Biodiversitas Unggas Indonesia Meningkat: Temuan 30 Spesies Baru dalam Lima Tahun Terakhir

Indonesia kembali mencatatkan kabar baik dalam upaya konservasi keanekaragaman hayati. Kementerian Kehutanan (Kemenhut) mengumumkan penemuan 30 spesies burung baru di Indonesia dalam kurun waktu lima tahun terakhir. Penemuan ini semakin memperkaya daftar panjang kekayaan fauna di negeri ini, sekaligus menegaskan posisi Indonesia sebagai salah satu pusat keanekaragaman hayati dunia.

Direktur Jenderal Konservasi Sumber Daya Alam dan Ekosistem (KSDAE) Kemenhut, Satyawan Pudyatmoko, mengungkapkan bahwa publikasi terbaru dari Burung Indonesia mencatat total 1.835 spesies burung yang hidup di wilayah Nusantara. Angka ini mencakup sekitar 17 persen dari total populasi burung yang ada di seluruh dunia. Hal ini semakin mengukuhkan bahwa Indonesia adalah rumah bagi keanekaragaman hayati yang sangat luar biasa dan masih menyimpan potensi yang besar untuk terus digali.

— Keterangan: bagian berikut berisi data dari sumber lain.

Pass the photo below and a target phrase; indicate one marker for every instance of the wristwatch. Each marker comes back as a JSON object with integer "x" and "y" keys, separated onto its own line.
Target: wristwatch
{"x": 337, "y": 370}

Dari 30 spesies burung yang baru ditemukan tersebut, 12 di antaranya merupakan spesies yang benar-benar baru dan dideskripsikan secara ilmiah, sementara sisanya merupakan hasil pemisahan taksonomi, yang berarti bahwa spesies yang sebelumnya dianggap sama kini diakui sebagai spesies yang berbeda berdasarkan perbedaan genetik dan karakteristik fisiknya. Dari total 1.835 spesies burung yang ada di Indonesia, tercatat 558 spesies dilindungi, 542 spesies endemik (hanya ditemukan di Indonesia), dan 470 spesies dengan sebaran terbatas (hanya ditemukan di wilayah tertentu di Indonesia).

Keberadaan burung di Indonesia sangat beragam, terbagi menjadi 24 ordo (bangsa) dan 129 famili (suku). Dari jumlah tersebut, 1.559 spesies merupakan jenis penetap, yang berarti mereka menghabiskan seluruh siklus hidupnya di wilayah Indonesia. Sementara itu, 276 spesies lainnya teridentifikasi sebagai burung migran yang melewati wilayah Indonesia dalam perjalanan migrasinya.

Namun, kabar baik ini juga diiringi dengan catatan penting mengenai perubahan status konservasi beberapa spesies burung. Berdasarkan evaluasi terbaru, 12 spesies mengalami peningkatan status keterancaman, yang berarti populasi mereka semakin terancam punah. Sebagian besar dari spesies ini adalah kelompok burung air dan burung migran, yang rentan terhadap perubahan habitat dan gangguan lingkungan.

Di sisi lain, ada juga kabar menggembirakan, dimana 18 dari 30 spesies mengalami penurunan status keterancaman. Hal ini mengindikasikan adanya perubahan positif di lapangan, seperti peningkatan populasi, perbaikan habitat, atau penurunan ancaman terhadap kelangsungan hidup mereka. Contohnya adalah Pecuk-ular asia (Anhinga melanogaster) dan Ibis cucuk-besi (Threskiornis melanocephalus), dua spesies yang populasinya menunjukkan peningkatan yang signifikan.

Untuk menjaga populasi burung di Indonesia, Kemenhut telah membentuk Kemitraan Nasional Konservasi Burung Bermigrasi dan Habitatnya (KNKBBH). Kemitraan ini bertujuan untuk mengakomodasi semua pihak yang terlibat dalam pengawasan dan pengamatan burung migran, mulai dari peneliti, praktisi, pemerhati, Unit Pelaksana Teknis (UPT) di lingkungan Ditjen KSDAE, hingga masyarakat umum (citizen science).

Satyawan menegaskan bahwa pengembangan kemitraan ini adalah wujud komitmen pemerintah terhadap pelestarian seluruh keanekaragaman burung migran, yang memiliki peran penting dalam menjaga keseimbangan ekosistem. Upaya konservasi yang berkelanjutan sangat penting untuk memastikan bahwa kekayaan biodiversitas Indonesia tetap lestari dan dapat dinikmati oleh generasi mendatang.